Thursday, February 15, 2018

Why We Love Certain Books

There are books that speak to my soul and feel as if the author knows and understands me. Here is one explanation of why we love certain books. In the plot, we move from one important moment directly to the next – whereas in life there are endless sub-plots that distract and confuse us. In a story, the key events of a relationship unfold across a few dozen pages: in life, they are spread over many years and interleaved with hundreds of business meetings, holidays, hours spent watching television, chats with one’s parents, shopping trips and dentist’s appointments. The compressed logic of a plot corrects the chaos of existence: the links between events can be made much more obvious. We understand – finally – what is going on.
Writers reveal people’s secret thoughts and motives. The characters are much more clearly defined than the people we actually encounter. On the page, we meet purer villains, braver more resourceful heroes, people whose suffering is more obvious or whose virtues are more striking than would ever normally be the case. They – and their actions – provide us with simplified targets for our emotional lives. We can love or revile them, pity them or condemn them more neatly than we ever can our friends and acquaintances.
We need simplification because of the complexity of our lives. The writer, in books that get us, puts into words feelings that had long eluded us, they know us better than we know ourselves. They seem to be narrating our own stories, but with a clarity, we could never achieve. 
So often we feel lost for words; we’re impressed by the sight of a bird wheeling in the dusk sky; we’re aware of a particular atmosphere at dawn, we love someone’s slightly wild but sympathetic manner. We struggle to verbalize our feelings. Feelings that we see as too complex, subtle, vague and elusive for us to be able to verbalize. The best writers home in on the angle of the wing; the slow movement of the largest branch of a tree; the angle of the mouth in a smile. Through the writer’s words the nuance of life, become more visible.
When the book touches us, the writer builds bridges and cut through to the common core of the experience. By selection and emphasis, they reveal the important things we share. They show us where to look. They help us to feel.
In the pages of a story, we meet someone, perhaps a person who is very beautiful/handsome, tender, sensitive, young and/or dying; and we weep for the character and all the cruelty and injustice of the world. And we come away, not devastated, but refreshed. Our emotional muscles are exercised and their strength rendered newly available for our lives.

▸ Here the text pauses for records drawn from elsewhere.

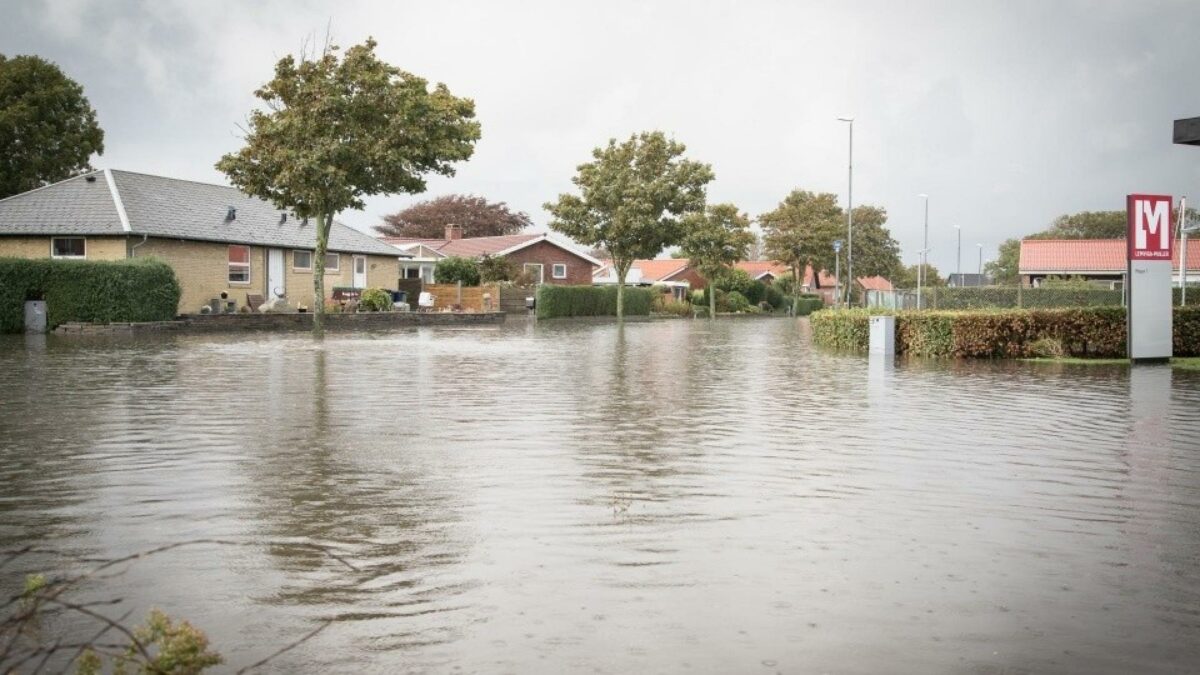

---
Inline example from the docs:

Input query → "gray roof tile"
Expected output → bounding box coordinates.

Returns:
[0,169,403,257]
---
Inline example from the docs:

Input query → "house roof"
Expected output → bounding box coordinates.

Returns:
[1019,239,1200,274]
[733,261,791,279]
[0,169,403,257]
[379,234,601,265]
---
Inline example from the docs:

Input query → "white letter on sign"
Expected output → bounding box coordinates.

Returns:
[1134,199,1171,250]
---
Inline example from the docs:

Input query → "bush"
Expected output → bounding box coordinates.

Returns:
[433,256,479,286]
[359,288,392,312]
[725,291,750,312]
[538,283,655,318]
[0,258,180,333]
[811,307,1200,358]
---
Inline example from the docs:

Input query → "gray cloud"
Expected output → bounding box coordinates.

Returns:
[0,0,1200,270]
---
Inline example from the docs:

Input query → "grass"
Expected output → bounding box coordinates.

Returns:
[1021,357,1200,370]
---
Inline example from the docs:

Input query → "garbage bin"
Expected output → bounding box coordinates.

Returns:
[25,300,47,333]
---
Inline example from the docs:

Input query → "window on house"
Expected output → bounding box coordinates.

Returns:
[229,245,250,283]
[50,237,88,258]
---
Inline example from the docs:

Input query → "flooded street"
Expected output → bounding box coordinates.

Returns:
[0,319,1200,674]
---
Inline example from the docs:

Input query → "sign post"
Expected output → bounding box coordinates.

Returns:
[1126,195,1174,363]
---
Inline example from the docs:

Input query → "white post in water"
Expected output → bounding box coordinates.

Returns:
[868,315,896,359]
[1126,195,1175,363]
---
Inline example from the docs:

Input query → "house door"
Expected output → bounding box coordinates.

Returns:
[354,256,367,288]
[266,249,287,300]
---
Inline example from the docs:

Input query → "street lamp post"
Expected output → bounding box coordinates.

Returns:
[838,118,854,303]
[917,192,929,310]
[954,225,966,286]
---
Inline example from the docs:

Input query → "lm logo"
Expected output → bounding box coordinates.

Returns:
[1127,195,1171,261]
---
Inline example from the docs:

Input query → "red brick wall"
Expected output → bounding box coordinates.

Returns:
[506,241,594,286]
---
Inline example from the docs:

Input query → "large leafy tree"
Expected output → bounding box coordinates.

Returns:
[680,204,755,318]
[217,38,480,333]
[0,54,104,199]
[545,131,713,318]
[758,190,857,299]
[376,195,533,239]
[844,204,902,294]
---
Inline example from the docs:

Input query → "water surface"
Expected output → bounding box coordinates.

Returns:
[0,319,1200,673]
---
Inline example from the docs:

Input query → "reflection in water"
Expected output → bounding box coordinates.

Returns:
[0,319,1200,673]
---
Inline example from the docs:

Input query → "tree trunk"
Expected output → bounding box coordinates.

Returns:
[312,214,334,335]
[613,259,632,321]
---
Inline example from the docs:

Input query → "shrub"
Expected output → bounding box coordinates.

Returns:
[0,258,180,333]
[359,288,392,312]
[811,307,1200,358]
[433,256,479,286]
[538,283,655,318]
[725,288,750,312]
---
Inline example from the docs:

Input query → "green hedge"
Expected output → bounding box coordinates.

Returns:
[538,283,658,318]
[0,258,180,333]
[810,307,1200,358]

The task of linking the right book to the right person at the right time is not easy, but when we happen to come across the ideal book for us we are presented with an extraordinarily clearer, more lucid, better-organised account of our own concerns and experiences: for a time at least, our minds become less clouded and our hearts become more accurately sensitive. Through authors words, we become a little better at being who we always really were or wanted to be in life. Enjoy. My thanks to Ronnie at Time Goes By for the link.